Data governance practices and regulations are also ever-evolving. What the LLM might not be aware of, is new regulations, new compliance expectations or new industry standards. So leaning purely on machine-generated content may be deficient in revealing emerging best practices unless it gets to be trained with updates.
Each organization has its unique culture, structure, and processes. The intertwined nature of DG with the various organizational processes, and understanding these interconnections is vital; that’s best achieved with careful analysis, process design and domain knowledge. The tool you use to help elaborate your playbook might simply provide information in isolation, without any grasp of the broader organizational context. Without appropriate training and prompting, the specific nuances of the organization will make it almost impossible to tailor the generated content to align with organizational goals and practices.
I guess my whole point is that you will not escape the human factor. If you insist on going it alone and relying on machine-generated content in particular then that same content should undergo thorough validation by domain experts and organizational stakeholders to ensure that the results are accurate and aligned with organizational and industry requirements.
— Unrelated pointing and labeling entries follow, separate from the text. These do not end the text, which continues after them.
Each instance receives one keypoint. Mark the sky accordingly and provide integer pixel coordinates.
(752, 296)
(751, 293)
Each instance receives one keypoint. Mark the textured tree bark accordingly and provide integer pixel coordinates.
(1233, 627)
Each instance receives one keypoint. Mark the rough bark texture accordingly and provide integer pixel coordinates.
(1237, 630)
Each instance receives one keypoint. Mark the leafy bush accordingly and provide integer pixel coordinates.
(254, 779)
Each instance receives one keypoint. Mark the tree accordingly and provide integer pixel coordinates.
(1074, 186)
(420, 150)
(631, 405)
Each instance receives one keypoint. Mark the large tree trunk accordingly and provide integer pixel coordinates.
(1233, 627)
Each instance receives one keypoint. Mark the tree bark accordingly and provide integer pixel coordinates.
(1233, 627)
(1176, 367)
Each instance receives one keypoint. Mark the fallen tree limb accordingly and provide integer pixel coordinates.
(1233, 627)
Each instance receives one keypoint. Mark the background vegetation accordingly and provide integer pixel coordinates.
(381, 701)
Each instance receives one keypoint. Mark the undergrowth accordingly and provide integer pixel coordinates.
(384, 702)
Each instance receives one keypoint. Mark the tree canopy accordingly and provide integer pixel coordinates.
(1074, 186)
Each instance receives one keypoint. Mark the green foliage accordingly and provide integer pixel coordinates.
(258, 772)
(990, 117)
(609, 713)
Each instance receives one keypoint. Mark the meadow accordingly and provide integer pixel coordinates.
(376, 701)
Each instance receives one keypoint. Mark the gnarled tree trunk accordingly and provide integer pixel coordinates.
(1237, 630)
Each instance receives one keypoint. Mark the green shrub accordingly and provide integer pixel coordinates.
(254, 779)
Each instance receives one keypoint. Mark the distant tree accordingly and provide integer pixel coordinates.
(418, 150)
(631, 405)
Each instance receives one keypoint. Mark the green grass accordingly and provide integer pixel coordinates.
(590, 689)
The use of modern-day tooling to assist human experts in drafting and refining data playbooks is a valuable acceleration approach that has merit but just as for generic playbooks and templates, you need to leverage the strengths of canned, automated generation and human expertise to arrive at a good result.
I’d love to hear what if anything you’ve done with chatbots, AI, ML and LLM to generate content. If you are implementing any data management or data governance initiatives, I would love to know how successful you have been and any tips or tricks you acquired along the way.